State park in Pennsylvania, United States

Laurel Mountain State Park is a 493 acre Pennsylvania state park in Ligonier Township, Westmoreland County and Jenner Township, Somerset County, Pennsylvania in the United States.

==Geography==
Laurel Mountain State Park is 2 mi south of U.S. Route 30 near Jennerstown. Several communications and broadcast towers are located on the top of Laurel Mountain, which serves the eastern Pittsburgh area and Greater Johnstown.

==History==
The park was opened as a private ski area in 1939 by General Richard K. Mellon for his private club.
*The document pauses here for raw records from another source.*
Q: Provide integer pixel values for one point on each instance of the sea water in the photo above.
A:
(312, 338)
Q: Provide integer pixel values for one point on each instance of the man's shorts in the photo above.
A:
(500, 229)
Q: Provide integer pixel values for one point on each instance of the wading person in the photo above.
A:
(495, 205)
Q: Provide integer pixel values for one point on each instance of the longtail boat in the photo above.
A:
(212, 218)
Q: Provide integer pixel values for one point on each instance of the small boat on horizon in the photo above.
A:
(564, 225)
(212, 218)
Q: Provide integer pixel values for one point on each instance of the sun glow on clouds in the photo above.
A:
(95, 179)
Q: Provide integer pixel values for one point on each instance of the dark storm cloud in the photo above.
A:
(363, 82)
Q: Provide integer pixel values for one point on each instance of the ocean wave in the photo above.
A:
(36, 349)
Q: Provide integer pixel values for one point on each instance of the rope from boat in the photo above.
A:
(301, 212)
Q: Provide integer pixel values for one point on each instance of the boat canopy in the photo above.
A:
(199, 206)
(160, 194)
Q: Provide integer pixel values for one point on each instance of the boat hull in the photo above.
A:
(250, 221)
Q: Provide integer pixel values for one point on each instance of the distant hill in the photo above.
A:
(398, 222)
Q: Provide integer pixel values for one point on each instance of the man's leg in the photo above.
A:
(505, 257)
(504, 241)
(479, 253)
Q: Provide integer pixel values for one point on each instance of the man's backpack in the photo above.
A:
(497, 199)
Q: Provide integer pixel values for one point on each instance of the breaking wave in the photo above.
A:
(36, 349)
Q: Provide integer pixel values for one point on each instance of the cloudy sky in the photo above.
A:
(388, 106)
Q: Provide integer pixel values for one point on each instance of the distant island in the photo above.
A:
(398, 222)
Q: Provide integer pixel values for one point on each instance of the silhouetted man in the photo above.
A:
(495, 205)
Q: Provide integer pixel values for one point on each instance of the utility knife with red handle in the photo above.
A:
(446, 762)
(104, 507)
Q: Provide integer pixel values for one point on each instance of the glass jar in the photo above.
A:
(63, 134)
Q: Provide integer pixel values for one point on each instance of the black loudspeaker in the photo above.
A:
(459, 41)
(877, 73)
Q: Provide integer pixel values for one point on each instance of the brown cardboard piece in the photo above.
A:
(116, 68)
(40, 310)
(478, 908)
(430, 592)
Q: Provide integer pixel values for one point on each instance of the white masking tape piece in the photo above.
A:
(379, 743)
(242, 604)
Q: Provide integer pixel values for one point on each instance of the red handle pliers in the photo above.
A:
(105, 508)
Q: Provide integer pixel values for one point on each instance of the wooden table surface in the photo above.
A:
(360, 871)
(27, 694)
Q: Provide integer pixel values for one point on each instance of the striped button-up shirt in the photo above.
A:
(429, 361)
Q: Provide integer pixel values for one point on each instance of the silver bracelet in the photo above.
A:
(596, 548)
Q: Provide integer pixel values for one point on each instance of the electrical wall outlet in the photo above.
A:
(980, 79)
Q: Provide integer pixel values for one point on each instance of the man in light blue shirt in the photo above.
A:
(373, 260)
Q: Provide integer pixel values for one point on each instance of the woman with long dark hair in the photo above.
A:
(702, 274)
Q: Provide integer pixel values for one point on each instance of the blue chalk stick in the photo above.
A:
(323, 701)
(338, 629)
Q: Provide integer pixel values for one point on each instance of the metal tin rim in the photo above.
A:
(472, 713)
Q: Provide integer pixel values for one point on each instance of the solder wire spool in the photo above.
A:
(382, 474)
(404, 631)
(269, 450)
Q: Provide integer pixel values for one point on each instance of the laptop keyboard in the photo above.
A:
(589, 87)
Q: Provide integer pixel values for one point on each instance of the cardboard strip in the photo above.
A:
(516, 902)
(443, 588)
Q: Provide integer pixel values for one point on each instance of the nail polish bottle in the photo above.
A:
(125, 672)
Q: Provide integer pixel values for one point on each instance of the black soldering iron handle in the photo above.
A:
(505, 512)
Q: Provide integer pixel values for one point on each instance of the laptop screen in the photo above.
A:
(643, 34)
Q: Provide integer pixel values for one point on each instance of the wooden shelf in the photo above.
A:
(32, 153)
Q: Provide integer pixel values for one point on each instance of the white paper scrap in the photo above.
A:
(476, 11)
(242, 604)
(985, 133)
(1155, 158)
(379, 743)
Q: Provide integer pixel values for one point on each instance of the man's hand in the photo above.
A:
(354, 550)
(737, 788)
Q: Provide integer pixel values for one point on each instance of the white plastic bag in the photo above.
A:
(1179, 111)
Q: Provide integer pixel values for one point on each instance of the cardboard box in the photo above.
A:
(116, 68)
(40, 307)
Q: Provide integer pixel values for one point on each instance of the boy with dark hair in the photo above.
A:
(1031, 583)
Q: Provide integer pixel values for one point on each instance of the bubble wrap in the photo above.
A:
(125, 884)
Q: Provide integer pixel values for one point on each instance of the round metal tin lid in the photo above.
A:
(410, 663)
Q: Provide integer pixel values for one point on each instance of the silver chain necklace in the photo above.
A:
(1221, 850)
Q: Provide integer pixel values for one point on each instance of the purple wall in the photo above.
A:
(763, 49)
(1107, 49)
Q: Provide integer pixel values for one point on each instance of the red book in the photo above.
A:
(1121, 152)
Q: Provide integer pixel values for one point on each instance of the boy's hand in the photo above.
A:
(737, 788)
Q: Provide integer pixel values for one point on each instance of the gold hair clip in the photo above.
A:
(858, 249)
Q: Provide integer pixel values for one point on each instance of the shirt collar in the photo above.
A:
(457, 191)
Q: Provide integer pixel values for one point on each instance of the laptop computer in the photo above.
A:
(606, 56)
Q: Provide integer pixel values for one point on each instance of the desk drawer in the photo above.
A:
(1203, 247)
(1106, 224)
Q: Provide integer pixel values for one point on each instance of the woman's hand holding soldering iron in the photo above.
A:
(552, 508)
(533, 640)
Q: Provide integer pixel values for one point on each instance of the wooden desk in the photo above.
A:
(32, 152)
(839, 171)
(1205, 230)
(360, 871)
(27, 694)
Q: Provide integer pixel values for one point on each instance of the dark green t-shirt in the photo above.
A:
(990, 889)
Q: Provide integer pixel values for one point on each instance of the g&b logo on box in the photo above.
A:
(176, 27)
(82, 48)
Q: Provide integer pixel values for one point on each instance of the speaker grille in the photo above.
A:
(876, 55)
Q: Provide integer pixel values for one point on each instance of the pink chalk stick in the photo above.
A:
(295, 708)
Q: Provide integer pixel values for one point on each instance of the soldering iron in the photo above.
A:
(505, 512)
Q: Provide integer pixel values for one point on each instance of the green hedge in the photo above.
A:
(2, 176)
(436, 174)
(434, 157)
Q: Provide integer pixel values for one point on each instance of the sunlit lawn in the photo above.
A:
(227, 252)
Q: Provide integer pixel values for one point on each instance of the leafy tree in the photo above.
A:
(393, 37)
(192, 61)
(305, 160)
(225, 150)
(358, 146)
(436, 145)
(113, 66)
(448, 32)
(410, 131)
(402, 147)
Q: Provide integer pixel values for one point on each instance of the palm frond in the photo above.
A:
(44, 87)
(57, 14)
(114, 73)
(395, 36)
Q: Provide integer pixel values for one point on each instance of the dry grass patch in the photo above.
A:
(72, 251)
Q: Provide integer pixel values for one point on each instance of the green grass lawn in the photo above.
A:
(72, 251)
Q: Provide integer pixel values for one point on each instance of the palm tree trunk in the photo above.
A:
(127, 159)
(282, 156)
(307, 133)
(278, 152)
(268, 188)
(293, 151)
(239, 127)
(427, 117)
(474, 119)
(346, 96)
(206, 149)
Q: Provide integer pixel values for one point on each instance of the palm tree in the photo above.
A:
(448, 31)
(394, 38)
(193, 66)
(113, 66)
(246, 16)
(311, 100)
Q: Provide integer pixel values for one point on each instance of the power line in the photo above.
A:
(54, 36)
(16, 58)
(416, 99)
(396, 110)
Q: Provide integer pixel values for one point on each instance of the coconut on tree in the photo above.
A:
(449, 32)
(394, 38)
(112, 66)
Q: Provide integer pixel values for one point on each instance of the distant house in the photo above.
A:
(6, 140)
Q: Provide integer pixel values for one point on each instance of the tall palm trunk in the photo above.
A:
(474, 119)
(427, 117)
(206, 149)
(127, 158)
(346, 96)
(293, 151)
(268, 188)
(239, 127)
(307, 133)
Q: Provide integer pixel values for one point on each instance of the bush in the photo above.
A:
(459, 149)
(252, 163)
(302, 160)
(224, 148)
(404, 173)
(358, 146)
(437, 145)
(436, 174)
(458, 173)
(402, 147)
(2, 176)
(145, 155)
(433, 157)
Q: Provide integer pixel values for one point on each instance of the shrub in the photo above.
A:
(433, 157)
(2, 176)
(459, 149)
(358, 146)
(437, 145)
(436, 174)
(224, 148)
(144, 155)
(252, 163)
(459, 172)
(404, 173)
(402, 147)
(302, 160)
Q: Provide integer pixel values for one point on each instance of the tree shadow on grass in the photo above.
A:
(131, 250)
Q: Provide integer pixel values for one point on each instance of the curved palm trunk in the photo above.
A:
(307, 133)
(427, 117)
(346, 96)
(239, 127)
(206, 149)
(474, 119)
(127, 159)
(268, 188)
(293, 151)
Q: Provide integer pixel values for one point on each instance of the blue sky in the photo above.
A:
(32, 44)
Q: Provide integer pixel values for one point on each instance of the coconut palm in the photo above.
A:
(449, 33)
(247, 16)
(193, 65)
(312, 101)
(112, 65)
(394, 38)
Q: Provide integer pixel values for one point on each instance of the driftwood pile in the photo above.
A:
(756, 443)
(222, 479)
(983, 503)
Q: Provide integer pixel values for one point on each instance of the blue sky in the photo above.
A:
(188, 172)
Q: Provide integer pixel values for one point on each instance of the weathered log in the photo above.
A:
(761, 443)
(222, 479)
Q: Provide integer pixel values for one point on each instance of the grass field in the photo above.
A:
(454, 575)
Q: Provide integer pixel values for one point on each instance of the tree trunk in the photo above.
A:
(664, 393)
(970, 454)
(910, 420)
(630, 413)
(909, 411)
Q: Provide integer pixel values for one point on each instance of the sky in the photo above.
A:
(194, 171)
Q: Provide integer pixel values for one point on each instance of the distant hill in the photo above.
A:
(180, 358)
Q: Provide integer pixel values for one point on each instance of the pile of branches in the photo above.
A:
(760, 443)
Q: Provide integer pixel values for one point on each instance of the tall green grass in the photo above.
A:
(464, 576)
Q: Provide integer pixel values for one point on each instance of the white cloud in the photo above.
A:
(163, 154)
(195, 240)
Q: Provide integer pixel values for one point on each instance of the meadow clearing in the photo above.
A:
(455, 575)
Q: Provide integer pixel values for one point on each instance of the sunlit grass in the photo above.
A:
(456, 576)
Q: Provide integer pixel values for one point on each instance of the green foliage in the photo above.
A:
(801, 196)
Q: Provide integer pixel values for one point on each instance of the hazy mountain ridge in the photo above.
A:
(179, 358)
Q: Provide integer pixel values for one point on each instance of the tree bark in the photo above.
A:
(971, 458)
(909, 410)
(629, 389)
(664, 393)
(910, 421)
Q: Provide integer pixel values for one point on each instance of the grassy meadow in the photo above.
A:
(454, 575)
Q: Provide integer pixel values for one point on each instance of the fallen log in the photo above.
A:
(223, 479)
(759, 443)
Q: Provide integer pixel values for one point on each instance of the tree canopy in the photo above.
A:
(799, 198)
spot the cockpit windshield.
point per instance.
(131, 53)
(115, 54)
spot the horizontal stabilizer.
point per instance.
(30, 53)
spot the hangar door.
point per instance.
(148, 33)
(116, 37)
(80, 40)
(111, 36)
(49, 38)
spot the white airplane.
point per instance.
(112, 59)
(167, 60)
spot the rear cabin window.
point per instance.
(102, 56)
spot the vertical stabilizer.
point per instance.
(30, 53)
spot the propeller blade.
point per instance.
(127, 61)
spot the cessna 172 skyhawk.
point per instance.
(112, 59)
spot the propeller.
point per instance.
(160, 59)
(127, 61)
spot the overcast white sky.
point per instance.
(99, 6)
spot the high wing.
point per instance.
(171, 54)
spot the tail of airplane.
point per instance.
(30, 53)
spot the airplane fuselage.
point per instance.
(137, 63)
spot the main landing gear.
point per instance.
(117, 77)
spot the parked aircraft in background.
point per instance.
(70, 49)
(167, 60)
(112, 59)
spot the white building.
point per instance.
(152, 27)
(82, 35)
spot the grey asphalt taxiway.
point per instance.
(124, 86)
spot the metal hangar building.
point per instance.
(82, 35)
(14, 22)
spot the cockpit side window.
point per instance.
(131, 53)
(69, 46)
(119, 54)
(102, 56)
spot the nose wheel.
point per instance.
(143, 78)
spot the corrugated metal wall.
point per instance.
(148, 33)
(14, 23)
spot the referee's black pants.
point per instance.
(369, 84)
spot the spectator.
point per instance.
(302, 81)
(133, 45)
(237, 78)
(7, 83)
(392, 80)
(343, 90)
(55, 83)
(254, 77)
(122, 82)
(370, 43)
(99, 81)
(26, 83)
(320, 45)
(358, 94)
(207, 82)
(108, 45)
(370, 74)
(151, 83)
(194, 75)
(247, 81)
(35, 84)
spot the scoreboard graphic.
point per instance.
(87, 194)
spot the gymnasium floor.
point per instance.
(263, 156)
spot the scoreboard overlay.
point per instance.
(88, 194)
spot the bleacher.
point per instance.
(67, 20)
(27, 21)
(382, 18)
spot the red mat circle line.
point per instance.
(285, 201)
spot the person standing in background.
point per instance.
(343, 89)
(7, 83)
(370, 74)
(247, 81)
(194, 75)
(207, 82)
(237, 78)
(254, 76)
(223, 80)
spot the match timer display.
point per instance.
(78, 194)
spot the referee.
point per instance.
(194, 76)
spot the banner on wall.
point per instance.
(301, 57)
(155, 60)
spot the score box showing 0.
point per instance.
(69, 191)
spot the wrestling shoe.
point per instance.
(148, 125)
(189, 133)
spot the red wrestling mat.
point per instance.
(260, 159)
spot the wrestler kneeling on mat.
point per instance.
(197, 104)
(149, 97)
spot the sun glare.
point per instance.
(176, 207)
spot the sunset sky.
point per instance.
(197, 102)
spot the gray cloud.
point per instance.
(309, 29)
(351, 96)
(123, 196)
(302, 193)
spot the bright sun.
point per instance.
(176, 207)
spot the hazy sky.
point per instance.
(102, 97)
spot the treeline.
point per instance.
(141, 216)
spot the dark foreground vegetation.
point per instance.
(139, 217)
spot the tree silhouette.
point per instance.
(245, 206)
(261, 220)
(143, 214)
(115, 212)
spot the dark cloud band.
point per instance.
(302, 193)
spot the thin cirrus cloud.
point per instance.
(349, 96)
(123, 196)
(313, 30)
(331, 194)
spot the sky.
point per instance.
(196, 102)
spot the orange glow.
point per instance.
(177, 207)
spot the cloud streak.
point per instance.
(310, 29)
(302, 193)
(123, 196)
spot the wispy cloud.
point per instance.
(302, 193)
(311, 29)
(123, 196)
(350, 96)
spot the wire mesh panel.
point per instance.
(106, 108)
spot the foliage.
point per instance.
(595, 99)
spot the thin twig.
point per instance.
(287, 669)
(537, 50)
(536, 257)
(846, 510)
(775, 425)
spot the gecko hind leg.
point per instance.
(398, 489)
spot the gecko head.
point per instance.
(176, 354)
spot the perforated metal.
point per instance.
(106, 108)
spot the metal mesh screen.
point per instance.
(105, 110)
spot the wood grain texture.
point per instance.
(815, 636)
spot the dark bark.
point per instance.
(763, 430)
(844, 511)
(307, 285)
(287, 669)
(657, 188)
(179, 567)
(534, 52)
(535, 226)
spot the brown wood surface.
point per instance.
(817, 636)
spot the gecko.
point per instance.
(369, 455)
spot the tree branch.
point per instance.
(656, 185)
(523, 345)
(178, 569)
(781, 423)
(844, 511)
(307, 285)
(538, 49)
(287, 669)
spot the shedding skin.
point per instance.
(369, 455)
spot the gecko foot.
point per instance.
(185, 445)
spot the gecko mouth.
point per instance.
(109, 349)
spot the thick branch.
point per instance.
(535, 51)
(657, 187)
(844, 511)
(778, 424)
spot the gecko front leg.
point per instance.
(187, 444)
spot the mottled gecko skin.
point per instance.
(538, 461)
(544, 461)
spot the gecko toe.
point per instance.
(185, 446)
It was one of the first ski areas in Pennsylvania and although World War II caused the ski resort to be temporarily closed, in the years following the war, it was the "Ski Capital of Pennsylvania". General Mellon leased the land to the state in 1963 and gave it to the state in 1964, when it officially became "Laurel Mountain State Park".

This state park is a ski resort that closed for business in 2005. The ski assets of the park were purchased by Seven Springs Mountain Resort in November 2008 with the goal of reopening the slopes. They would be operated under contract with PA-DCNR by the management of Seven Springs. Seven Springs signed a 10-year lease with PA-DCNR in November 2009. This allows the ski company to move ahead with plans to renovate and reopen the ski slopes.